From the ground up?

Despite growing demand and solid prices, organic farming still faces high hurdles

Anitra Budd

Published September 1, 2002  | September 2002 issue

Many images might come to mind when you hear the word "organic." Perhaps it's that friendly farmer who sells you tomatoes every summer. Or maybe it's the free-range chicken you buy once a week at your neighborhood co-op. Or it could be the expanding natural foods aisle at your local supermarket.

Whatever the case, with U.S. sales of $7.8 billion in 2000 and projections of nearly $20 billion by 2005, it's more than healthy eaters taking notice. More farmers see the industry as a way to diversify and to protect against the low-price spiral plaguing traditional operations, and federal and state governments are just starting to recognize and help the organic farming industry.

Following the passage of the Organic Foods Production Act of 1990, the U.S. Department of Agriculture (USDA) developed a set of standards that products must meet to wear the official "organic" label. For example, products must be grown in soil that has been free of prohibited substances for at least three years; pest control must depend on biological diversity instead of synthetic pesticides or fertilizers. And there are accreditation agencies and organizations throughout the country to verify producers' growing and handling procedures.

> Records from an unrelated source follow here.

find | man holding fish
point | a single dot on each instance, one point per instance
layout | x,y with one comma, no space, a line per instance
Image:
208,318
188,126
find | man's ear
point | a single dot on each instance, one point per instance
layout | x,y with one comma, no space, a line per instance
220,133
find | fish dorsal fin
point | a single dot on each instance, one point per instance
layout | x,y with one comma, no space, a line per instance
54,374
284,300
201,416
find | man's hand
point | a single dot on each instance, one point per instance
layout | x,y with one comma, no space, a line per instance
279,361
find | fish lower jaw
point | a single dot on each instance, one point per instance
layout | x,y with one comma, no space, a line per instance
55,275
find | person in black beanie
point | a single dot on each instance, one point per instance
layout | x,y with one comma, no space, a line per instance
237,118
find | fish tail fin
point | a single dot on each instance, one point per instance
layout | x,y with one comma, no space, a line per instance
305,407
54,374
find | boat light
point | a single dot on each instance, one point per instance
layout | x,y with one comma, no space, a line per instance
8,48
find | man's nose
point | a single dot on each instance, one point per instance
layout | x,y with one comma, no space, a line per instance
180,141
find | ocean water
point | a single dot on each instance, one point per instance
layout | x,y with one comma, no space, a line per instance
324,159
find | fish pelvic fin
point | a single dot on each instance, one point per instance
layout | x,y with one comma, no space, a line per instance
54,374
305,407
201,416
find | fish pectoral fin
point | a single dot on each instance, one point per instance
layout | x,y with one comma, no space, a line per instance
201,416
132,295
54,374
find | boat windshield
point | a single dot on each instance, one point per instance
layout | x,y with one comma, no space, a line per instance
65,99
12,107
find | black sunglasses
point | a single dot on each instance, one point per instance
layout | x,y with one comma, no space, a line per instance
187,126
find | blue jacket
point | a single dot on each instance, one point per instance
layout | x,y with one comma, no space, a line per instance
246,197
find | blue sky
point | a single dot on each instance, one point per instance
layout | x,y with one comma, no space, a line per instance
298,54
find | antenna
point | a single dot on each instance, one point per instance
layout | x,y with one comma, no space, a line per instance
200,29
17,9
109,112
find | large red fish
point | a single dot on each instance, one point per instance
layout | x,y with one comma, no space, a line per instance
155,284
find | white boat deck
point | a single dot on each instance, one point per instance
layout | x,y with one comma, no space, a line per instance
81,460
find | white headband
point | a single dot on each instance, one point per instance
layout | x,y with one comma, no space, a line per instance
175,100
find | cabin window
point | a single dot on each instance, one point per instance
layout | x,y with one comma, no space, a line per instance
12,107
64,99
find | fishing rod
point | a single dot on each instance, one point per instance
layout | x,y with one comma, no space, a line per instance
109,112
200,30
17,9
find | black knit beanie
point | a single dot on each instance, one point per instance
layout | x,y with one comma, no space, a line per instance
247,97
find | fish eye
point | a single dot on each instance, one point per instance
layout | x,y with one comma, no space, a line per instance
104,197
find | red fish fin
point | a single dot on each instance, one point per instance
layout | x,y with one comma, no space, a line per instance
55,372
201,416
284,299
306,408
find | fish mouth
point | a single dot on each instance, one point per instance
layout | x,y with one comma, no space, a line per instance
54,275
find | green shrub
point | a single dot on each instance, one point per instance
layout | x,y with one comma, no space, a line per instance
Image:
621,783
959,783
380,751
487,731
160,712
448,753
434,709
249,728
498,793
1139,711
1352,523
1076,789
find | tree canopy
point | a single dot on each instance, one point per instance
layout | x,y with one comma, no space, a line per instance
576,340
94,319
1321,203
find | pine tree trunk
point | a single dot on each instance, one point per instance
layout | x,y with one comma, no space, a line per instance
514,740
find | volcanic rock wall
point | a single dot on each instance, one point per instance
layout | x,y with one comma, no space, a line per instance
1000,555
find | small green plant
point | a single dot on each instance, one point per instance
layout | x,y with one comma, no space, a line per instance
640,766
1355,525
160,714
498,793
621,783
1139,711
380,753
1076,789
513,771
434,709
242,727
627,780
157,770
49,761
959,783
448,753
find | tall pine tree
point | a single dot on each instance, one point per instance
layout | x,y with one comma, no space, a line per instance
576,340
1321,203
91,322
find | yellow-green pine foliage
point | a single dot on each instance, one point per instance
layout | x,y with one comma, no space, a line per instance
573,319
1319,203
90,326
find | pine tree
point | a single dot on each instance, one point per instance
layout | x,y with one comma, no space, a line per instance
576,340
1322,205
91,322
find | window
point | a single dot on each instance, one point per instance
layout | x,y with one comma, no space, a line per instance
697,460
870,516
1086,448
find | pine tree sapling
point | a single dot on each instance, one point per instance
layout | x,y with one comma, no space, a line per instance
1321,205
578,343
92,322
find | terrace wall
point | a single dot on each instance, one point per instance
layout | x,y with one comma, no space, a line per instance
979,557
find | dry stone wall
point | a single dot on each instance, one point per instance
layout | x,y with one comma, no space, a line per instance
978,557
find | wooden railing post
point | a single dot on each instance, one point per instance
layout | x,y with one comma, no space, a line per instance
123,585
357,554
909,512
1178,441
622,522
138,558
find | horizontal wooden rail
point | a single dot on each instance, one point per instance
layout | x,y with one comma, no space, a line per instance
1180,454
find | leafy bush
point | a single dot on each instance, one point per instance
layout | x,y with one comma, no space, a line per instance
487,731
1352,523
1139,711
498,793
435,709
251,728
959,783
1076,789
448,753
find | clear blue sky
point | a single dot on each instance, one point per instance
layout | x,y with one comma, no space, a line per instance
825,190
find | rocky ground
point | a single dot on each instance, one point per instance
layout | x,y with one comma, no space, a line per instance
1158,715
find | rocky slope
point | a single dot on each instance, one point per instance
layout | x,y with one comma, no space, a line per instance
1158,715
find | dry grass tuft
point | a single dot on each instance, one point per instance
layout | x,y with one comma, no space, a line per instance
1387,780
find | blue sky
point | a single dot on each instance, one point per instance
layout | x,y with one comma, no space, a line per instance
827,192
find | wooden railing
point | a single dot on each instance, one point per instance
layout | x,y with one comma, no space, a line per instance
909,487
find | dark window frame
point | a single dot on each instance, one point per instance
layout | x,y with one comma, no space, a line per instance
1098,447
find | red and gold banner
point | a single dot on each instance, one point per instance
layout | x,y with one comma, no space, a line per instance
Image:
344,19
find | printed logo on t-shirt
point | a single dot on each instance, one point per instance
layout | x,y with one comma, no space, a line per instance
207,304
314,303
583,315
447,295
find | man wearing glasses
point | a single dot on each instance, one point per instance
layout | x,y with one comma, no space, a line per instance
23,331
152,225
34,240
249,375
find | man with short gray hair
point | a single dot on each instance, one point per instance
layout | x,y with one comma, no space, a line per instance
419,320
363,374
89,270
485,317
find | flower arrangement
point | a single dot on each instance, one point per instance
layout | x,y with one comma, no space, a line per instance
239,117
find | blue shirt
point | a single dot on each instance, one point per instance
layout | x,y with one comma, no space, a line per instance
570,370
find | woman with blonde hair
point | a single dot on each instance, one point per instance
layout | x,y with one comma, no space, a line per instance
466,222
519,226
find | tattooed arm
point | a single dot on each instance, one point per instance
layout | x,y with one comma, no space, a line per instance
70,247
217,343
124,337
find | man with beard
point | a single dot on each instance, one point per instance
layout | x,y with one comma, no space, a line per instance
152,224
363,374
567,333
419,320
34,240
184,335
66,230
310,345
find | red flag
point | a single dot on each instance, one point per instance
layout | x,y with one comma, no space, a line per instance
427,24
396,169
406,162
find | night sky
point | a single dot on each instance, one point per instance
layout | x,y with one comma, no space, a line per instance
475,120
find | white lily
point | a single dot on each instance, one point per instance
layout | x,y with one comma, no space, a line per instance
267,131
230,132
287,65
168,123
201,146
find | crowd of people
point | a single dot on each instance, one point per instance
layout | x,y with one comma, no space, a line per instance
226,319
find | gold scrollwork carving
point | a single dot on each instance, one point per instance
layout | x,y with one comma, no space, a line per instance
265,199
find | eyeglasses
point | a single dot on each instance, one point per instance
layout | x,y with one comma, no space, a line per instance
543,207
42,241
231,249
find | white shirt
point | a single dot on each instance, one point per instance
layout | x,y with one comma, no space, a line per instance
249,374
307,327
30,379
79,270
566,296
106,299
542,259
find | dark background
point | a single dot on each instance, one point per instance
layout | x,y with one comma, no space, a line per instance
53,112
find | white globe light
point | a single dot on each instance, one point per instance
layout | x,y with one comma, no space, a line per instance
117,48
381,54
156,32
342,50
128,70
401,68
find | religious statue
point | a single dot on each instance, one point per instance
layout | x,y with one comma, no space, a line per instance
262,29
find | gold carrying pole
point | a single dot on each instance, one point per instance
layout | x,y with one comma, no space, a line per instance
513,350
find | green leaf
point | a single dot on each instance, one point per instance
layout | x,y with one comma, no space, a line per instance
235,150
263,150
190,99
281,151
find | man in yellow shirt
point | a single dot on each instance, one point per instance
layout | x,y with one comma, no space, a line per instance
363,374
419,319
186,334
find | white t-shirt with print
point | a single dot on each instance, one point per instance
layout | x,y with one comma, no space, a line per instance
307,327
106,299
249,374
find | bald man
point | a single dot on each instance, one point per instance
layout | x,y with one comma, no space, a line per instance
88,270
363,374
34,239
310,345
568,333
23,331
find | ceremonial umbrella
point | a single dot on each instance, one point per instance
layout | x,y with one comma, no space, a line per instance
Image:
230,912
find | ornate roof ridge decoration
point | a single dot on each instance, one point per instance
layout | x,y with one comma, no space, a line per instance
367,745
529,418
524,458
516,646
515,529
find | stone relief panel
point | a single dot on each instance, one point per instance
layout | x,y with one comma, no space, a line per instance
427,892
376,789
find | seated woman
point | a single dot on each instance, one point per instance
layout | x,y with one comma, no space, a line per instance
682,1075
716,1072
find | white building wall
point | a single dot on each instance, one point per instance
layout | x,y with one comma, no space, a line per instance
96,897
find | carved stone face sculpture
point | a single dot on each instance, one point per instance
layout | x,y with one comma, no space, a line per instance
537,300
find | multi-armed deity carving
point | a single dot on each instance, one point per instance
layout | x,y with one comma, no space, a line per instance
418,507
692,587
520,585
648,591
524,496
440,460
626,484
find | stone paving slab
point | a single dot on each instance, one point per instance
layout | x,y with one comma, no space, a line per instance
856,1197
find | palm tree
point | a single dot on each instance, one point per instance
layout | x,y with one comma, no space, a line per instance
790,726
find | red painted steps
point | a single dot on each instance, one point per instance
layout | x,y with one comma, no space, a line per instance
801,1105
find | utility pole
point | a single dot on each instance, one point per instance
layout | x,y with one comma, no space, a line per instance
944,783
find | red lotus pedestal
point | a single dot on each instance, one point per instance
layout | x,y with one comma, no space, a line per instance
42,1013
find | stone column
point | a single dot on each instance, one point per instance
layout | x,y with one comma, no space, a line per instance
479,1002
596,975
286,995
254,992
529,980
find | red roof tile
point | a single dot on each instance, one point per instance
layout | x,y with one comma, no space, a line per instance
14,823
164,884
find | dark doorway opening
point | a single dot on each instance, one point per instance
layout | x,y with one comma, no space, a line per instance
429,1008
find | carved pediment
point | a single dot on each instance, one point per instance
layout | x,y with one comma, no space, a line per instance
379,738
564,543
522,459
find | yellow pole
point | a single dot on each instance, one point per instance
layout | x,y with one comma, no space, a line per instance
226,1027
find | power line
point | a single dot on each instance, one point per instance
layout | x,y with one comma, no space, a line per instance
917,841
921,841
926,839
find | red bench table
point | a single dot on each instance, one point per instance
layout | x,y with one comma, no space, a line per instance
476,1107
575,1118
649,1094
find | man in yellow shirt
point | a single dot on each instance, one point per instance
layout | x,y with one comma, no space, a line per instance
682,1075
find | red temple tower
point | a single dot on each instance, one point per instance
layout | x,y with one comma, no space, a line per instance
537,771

Still considered a niche farm industry, there is very little data on organics—which some consider ironic given the vast research networks of the USDA and literally hundreds of other ag-based research groups, from crop associations to land grant universities.

The most reliable, comprehensive source—the USDA's Agricultural Census—was last conducted in 1997. While the state of the industry has likely changed significantly over the last five years, it is safe to say that organic products are grown or raised on a very small proportion of farmland—only 0.2 percent, or 1.3 million acres, were certified pasture or cropland in 1997.

But consumer demand has been on the rise for over a decade and is expected to continue, fueled by increasing concern with health issues and an ever-growing variety of processed organic products ranging from frozen dinners to soft drinks. According the Economic Research Service (ERS) of the USDA, the number of U.S. certified organic farmers grew 40 percent between 1992 and 1997 to a total of 5,021 growers, while organic acreage increased 44 percent to 1.3 million acres. Packaged Facts, a marketing research firm, reports that sales for organic products had a compounded annual growth rate of 22 percent from 1996 to 2000.

Strong demand for organic products, coupled with the fact that they are also more labor and resource intensive than conventional farm products, has translated into premium prices. According to a study conducted by researchers from South Dakota State University, price premiums for common Midwestern organic crops like soybeans and corn can range as high as more than double that of their conventional counterparts. For example, in 1999 organic soybean prices averaged 117 percent higher than conventional soybeans, and in 2000 were 175 percent higher.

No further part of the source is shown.